What is 'There Ain't No Such Thing as a Free Lunch (TANSTAAFL)'

"There ain't no such thing as a free lunch" (TANSTAAFL), also known as "there is no such thing as a free lunch" (TINSTAAFL), is a phrase that describes the cost of decision-making and consumption. "There ain't no such thing as a free lunch" expresses the idea that things appearing free always have a cost or that nothing in life is free.  

BREAKING DOWN 'There Ain't No Such Thing as a Free Lunch (TANSTAAFL)'

The TANSTAAFL concept is important to consider when making various types of decisions. It can help consumers make wiser decisions by considering all indirect and direct costs and externalities. 

In economics, TANSTAAFL describes the concept of opportunity costs, which states that for every choice made, there was an alternative not chosen.  Decision-making requires trade-offs and assumes that there are no real free offerings in society.  For example, products and services gifted (free) to individuals are paid for by someone else.  Even when there is no one to assume the direct costs, society bears the burden.  


TANSTAAFL is thought to have originated in 19th century American saloons where customers were given free lunches with the purchase of drinks.
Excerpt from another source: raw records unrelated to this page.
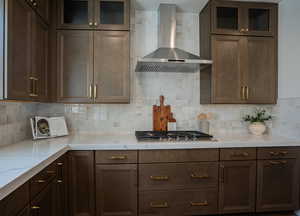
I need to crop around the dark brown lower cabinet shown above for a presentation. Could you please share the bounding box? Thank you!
[30,181,57,216]
[68,151,95,216]
[96,164,137,216]
[219,161,256,214]
[256,159,299,212]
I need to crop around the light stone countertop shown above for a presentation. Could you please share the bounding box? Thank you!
[0,134,300,200]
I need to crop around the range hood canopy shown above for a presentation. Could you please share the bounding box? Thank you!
[136,4,212,72]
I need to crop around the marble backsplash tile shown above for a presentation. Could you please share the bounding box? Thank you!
[0,102,37,146]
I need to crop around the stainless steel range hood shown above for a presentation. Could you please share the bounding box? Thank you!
[135,4,212,72]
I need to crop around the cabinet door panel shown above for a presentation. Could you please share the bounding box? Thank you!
[94,0,130,30]
[6,0,33,100]
[57,31,93,103]
[96,164,137,216]
[212,36,245,104]
[220,161,256,214]
[94,31,130,103]
[31,15,49,101]
[57,0,94,29]
[245,37,277,104]
[256,159,299,212]
[68,151,95,216]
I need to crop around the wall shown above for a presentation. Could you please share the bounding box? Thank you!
[0,102,36,146]
[278,0,300,98]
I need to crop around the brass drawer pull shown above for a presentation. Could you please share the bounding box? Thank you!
[110,155,127,160]
[269,161,287,165]
[150,176,169,181]
[191,173,209,179]
[191,200,208,206]
[150,202,169,208]
[231,152,249,157]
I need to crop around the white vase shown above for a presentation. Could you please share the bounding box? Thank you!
[249,122,267,136]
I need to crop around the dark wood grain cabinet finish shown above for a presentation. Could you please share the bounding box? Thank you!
[256,159,299,212]
[209,0,278,36]
[57,0,130,31]
[57,31,93,103]
[68,151,95,216]
[30,182,57,216]
[200,0,278,104]
[94,31,130,103]
[96,164,138,216]
[219,160,256,214]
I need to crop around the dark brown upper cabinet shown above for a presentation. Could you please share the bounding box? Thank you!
[57,31,93,103]
[4,0,48,101]
[219,160,256,214]
[57,30,130,103]
[256,159,299,212]
[57,0,130,30]
[26,0,50,23]
[94,31,130,103]
[210,0,277,36]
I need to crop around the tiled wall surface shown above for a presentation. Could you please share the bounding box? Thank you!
[0,102,36,146]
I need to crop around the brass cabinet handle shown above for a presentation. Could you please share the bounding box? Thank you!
[110,155,127,160]
[89,84,93,99]
[94,84,98,99]
[150,176,169,181]
[150,202,169,208]
[231,152,249,157]
[191,173,209,179]
[190,200,208,206]
[241,86,245,100]
[269,161,287,165]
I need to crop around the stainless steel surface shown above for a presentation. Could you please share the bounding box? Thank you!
[136,4,212,72]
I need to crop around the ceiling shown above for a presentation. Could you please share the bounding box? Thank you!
[136,0,282,13]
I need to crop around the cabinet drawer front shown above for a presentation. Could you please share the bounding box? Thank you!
[30,163,57,198]
[220,148,256,161]
[96,151,137,164]
[139,189,218,216]
[139,149,219,163]
[257,147,299,160]
[0,183,29,216]
[139,162,218,190]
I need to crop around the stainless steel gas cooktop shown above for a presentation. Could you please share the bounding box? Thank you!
[135,131,213,141]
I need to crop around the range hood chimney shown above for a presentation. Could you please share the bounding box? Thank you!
[135,4,212,72]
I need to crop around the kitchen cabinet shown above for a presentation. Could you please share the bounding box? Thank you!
[200,0,278,104]
[4,0,48,101]
[31,182,56,216]
[68,151,95,216]
[57,0,130,30]
[96,164,137,216]
[219,161,256,214]
[256,159,299,212]
[94,31,130,103]
[57,31,93,103]
[55,155,69,216]
[5,0,33,100]
[58,30,130,103]
[209,0,277,36]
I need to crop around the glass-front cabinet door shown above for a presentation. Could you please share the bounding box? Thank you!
[94,0,130,30]
[57,0,94,29]
[212,2,244,35]
[245,5,277,36]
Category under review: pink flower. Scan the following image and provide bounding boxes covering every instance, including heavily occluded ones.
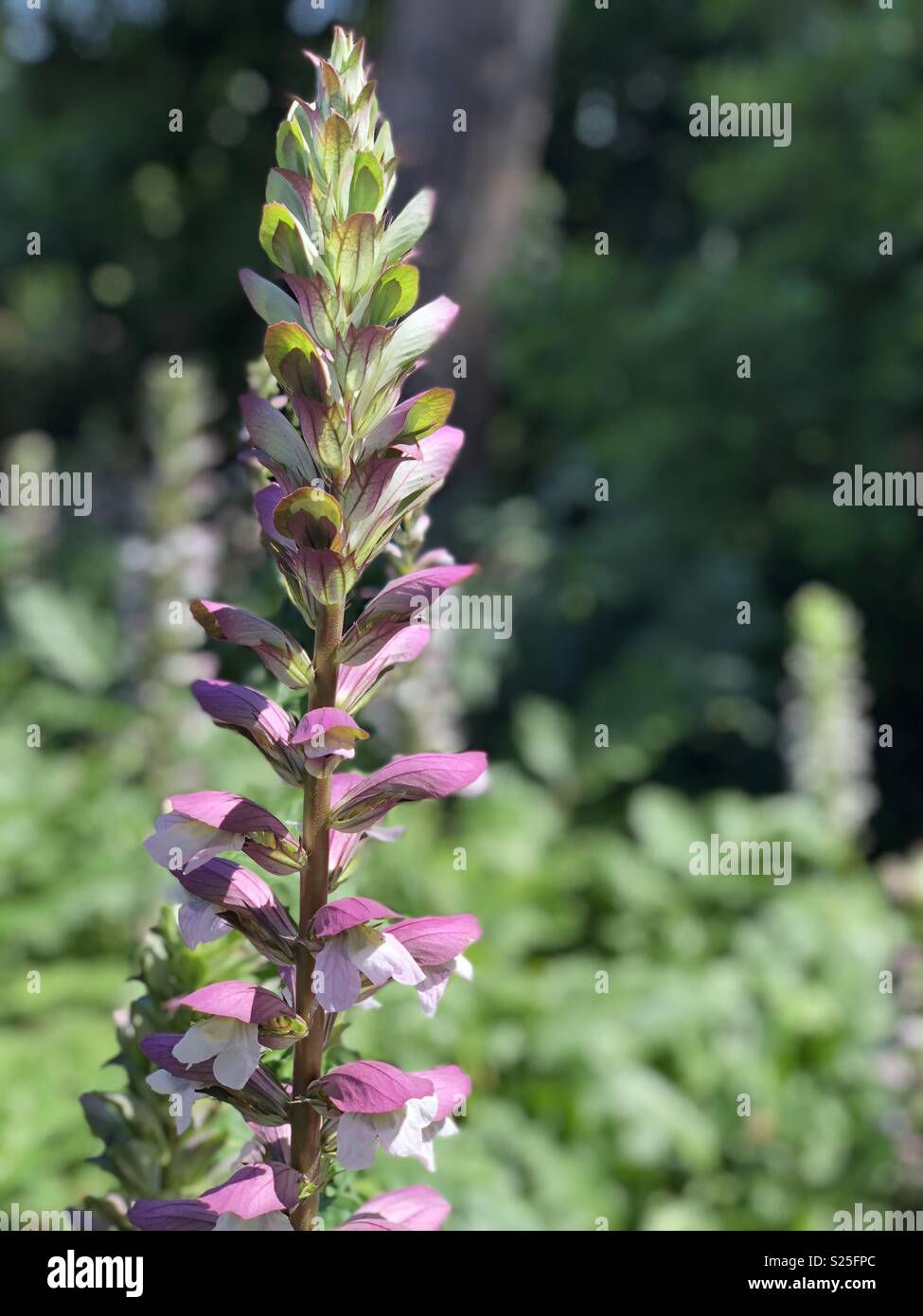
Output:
[313,897,425,1013]
[145,791,302,873]
[337,566,478,667]
[293,708,368,776]
[337,624,431,713]
[340,1183,452,1233]
[189,598,313,689]
[313,897,481,1016]
[128,1161,303,1233]
[313,1060,438,1170]
[169,982,307,1089]
[192,681,304,786]
[330,750,488,831]
[388,914,481,1016]
[176,860,297,965]
[415,1065,471,1170]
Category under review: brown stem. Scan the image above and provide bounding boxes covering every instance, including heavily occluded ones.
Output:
[291,604,344,1231]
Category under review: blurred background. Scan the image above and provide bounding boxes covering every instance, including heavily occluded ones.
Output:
[0,0,923,1231]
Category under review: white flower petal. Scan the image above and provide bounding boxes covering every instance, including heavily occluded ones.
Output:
[337,1113,381,1170]
[210,1019,259,1089]
[314,935,362,1013]
[172,1016,237,1065]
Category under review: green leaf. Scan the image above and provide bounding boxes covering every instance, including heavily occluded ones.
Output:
[399,388,455,439]
[367,264,420,325]
[240,270,302,325]
[320,115,353,179]
[263,320,317,398]
[259,202,317,274]
[382,297,458,378]
[384,187,435,260]
[349,151,384,215]
[275,118,310,175]
[327,212,378,299]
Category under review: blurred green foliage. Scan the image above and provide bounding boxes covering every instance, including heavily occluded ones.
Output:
[0,0,923,1229]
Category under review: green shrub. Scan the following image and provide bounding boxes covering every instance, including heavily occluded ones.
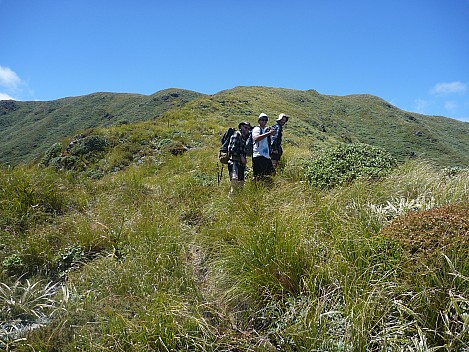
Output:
[70,136,108,155]
[304,143,396,188]
[41,143,62,166]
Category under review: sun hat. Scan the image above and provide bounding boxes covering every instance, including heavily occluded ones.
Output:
[238,121,252,130]
[275,114,289,122]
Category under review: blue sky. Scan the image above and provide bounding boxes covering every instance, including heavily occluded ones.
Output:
[0,0,469,121]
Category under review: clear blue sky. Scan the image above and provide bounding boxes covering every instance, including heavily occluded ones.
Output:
[0,0,469,121]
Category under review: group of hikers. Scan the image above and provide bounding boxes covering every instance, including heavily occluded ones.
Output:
[220,113,289,195]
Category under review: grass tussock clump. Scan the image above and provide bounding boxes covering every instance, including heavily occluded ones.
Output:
[380,202,469,269]
[0,131,469,351]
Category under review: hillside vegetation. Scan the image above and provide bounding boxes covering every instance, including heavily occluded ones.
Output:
[0,87,469,352]
[0,89,201,164]
[0,87,469,167]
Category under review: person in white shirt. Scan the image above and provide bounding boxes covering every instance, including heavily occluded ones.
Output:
[252,113,275,180]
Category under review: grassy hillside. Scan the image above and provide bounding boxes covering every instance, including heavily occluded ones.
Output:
[0,87,469,167]
[0,87,469,352]
[0,89,201,164]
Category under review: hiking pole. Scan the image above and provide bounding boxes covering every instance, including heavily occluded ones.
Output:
[217,163,224,186]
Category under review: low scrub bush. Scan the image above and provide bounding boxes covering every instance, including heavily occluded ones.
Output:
[70,136,108,155]
[304,143,396,188]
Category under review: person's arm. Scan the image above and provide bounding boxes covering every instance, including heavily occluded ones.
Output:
[252,127,274,142]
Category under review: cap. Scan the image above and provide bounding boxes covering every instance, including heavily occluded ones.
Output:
[238,121,252,130]
[275,114,289,122]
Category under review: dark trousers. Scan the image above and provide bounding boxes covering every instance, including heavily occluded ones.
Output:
[252,156,275,178]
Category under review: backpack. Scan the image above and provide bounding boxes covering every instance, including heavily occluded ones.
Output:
[218,127,235,164]
[244,132,254,156]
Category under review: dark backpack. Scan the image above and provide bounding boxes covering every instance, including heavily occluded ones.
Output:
[244,132,254,156]
[218,127,235,164]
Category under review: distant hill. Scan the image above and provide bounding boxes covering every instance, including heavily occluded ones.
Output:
[0,87,469,167]
[0,88,202,164]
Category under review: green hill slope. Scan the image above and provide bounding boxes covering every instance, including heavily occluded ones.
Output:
[0,87,469,167]
[0,89,205,164]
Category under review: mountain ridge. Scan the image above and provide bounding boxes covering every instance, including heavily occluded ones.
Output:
[0,86,469,167]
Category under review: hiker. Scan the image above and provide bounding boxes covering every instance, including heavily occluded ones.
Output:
[270,114,289,170]
[252,113,275,180]
[228,122,252,195]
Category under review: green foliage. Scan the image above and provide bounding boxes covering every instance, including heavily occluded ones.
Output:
[70,135,108,156]
[2,253,25,276]
[304,144,397,187]
[41,143,62,166]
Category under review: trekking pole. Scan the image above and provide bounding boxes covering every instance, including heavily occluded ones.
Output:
[217,162,223,186]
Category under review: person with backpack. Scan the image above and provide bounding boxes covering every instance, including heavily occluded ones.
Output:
[228,121,252,195]
[270,114,289,170]
[252,113,275,180]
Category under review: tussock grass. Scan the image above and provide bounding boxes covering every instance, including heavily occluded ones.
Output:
[1,144,469,351]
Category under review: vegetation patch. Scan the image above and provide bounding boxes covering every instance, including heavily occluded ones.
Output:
[381,202,469,265]
[304,143,397,188]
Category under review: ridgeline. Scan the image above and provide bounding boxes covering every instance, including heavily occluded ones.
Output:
[0,87,469,167]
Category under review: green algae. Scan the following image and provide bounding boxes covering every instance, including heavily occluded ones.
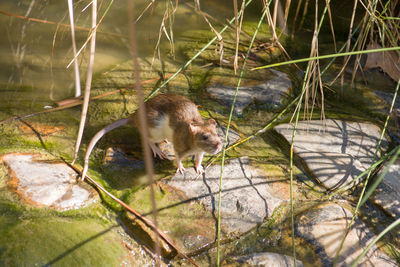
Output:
[129,183,220,253]
[0,215,134,266]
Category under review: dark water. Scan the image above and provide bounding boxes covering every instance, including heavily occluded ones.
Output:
[0,0,258,115]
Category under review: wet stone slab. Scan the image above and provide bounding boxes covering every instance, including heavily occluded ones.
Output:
[167,158,285,234]
[295,204,397,267]
[222,252,303,267]
[373,160,400,218]
[275,119,387,190]
[1,154,95,210]
[206,70,292,115]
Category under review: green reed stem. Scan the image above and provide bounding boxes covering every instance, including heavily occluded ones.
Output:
[217,5,267,266]
[145,0,253,101]
[253,46,400,70]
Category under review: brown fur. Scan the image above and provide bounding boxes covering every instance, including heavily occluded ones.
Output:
[82,93,222,179]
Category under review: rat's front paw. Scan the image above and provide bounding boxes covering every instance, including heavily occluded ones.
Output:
[176,166,185,174]
[176,161,185,174]
[194,165,204,174]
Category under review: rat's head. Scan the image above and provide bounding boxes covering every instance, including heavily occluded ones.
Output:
[189,119,222,154]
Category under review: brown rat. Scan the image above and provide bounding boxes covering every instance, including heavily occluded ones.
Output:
[82,93,222,180]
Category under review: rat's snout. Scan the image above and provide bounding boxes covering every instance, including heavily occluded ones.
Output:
[214,141,222,154]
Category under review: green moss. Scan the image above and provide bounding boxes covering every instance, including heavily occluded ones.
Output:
[0,215,133,266]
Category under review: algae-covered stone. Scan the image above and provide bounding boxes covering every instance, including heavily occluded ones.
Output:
[373,160,400,218]
[124,158,286,253]
[275,119,387,192]
[2,154,95,213]
[222,252,303,267]
[295,204,397,266]
[0,214,138,266]
[206,70,292,115]
[168,158,284,235]
[123,183,217,257]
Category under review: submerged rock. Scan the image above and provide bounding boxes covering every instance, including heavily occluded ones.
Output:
[206,70,292,115]
[373,160,400,218]
[167,158,285,234]
[1,154,95,210]
[222,252,303,267]
[295,204,397,266]
[275,119,387,190]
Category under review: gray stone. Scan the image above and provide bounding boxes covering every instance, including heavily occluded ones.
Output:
[295,204,397,266]
[206,70,292,115]
[229,252,303,267]
[2,154,94,210]
[166,158,284,234]
[275,119,387,192]
[373,160,400,218]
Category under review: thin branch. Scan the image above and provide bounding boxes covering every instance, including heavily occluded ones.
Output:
[72,0,97,164]
[68,0,82,97]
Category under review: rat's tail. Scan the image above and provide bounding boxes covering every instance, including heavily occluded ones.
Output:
[82,119,129,181]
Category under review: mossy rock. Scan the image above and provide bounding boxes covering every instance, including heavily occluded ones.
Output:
[176,22,285,64]
[0,210,135,266]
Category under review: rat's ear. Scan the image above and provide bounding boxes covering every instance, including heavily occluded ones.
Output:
[189,124,197,134]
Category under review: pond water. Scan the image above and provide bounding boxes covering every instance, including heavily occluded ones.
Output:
[0,0,266,108]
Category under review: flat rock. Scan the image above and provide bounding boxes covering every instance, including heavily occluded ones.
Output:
[167,158,284,234]
[373,160,400,218]
[222,252,303,267]
[275,119,387,190]
[295,204,397,266]
[1,154,94,210]
[206,70,292,115]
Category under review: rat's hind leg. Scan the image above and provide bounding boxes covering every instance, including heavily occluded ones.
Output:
[149,142,168,159]
[194,152,204,174]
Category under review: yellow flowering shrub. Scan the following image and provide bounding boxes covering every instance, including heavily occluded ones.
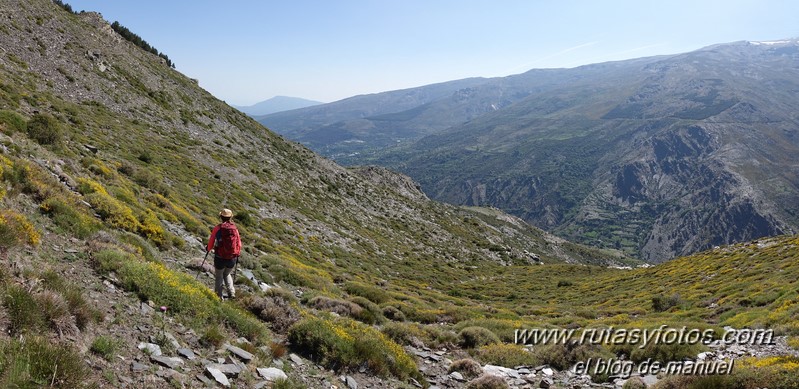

From the basic structure of the offer, it is evident that there is a cost associated with the free lunch: the purchase of a drink.  However, there are subsequent costs resulting from the consumption of the free lunch.  Because the lunches were high in salt, customers were enticed to purchase more drinks.  The proposal of a free good or service with the purchase of another good or service is an oxymoronic tactic many businesses still use to entice customers.

Other Meanings and References

TANSTAAFL has been referenced many times for various reasons.  For example, in 1933, former New York City mayor Fiorello H. La Guardia used the Italian phrase “È finita la cuccagna!" (translating to "no more free lunch”) in his campaign against crime and corruption.  Popular references to the phrase can also be found in Robert Heinlein's "The Moon Is a Harsh Mistress" as well as in Milton Friedman’s book “There Ain't No Such Thing as a Free Lunch.”  

Across different disciplines (e.g., economics, finance, statistics, et al), TANSTAAFL has different connotations.  For example, in science, it refers to the theory that the universe is a closed system.  For example, a source of something (e.g., matter) comes from a resource that will be exhausted.  the cost of the supply of matter is the exhaustion of its source.  In sports, it was used to describe the health costs associated with being great at a sport, like "no pain, no gain."  Despite the different meanings, the common factor is cost. 


For investments, TANSTAAFL helps to explain risk. Treasury bills (T-bill), notes, and bonds offer a nearly risk-free return; however, the opportunity cost of investing in one of these instruments is the forgone opportunity to invest in an alternative, riskier investment.  

As an investor moves higher on the risk spectrum, the phrase TANSTAAFL becomes even more relevant as investors provide capital with hopes of achieving larger gains than what less-riskier securities yield; however, this choice assumes the cost that growth prospects may not be achieved and the investment could be lost.